Friday, June 09, 2006

Kings of Convenience - Riot on an Empty Street


Kings of Convenience
Riot on an Empty Street


I reviewed a prior album by KoC, and was not terribly impressed but felt it was not without its strong points. Little has changed, but they are trying with small changes to make this a step up in their quest for indie pop cred.

The opener, Homesick, is like a junior-league 60s folk, as is much of the rest of the album. It's decent, but has the same trappings their last album did; overly earnest or pseudo-ironic meandering.
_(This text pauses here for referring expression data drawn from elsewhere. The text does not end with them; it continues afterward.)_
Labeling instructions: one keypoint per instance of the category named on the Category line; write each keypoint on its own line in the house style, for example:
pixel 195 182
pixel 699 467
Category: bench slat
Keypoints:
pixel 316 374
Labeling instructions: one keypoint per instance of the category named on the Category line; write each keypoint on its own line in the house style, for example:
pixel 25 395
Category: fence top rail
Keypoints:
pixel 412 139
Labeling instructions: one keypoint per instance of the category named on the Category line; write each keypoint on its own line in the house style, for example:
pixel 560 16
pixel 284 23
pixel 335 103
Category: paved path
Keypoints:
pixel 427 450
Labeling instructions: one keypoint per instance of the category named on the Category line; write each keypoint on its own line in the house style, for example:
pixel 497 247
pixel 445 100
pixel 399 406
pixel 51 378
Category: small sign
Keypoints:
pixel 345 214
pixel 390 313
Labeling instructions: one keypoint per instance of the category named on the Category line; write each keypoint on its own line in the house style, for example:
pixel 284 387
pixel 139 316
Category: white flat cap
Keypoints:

Cayman Islands starts in the same fashion, but improves as the strings kick in, giving some sense of dynamics to what would have been an otherwise pedestrian exercise in melancholy. Know How is a breathy complement to anyones early John Mayer collection (Mayer's latest trio outings show him to be a much different beast -- to everyone's benefit).

The album only really picks up when they get out of their "Tribute To Hello Darkness My Old Friend by way of Oslo" mode, as they do on the track Sorry or Please, which adds strings, piano and drums. Misread starts out as a weak bossa-inflected go, but grows on you. The sole single-ready track is also the premier slice of songcraft; the uptempo, whimsy-filled I'd Rather Dance.

There is a guest spot from Broken Social Scene vocalist Leslie Feist which may interest some.

Still somewhat mediocre, but better than a lot of agit-fluff politifolk and sappy acoustic pop junk (think Jewel's first 3 albums as a cashmere-sweater wearing airhead*)

* (...now she's a full blown pop airhead).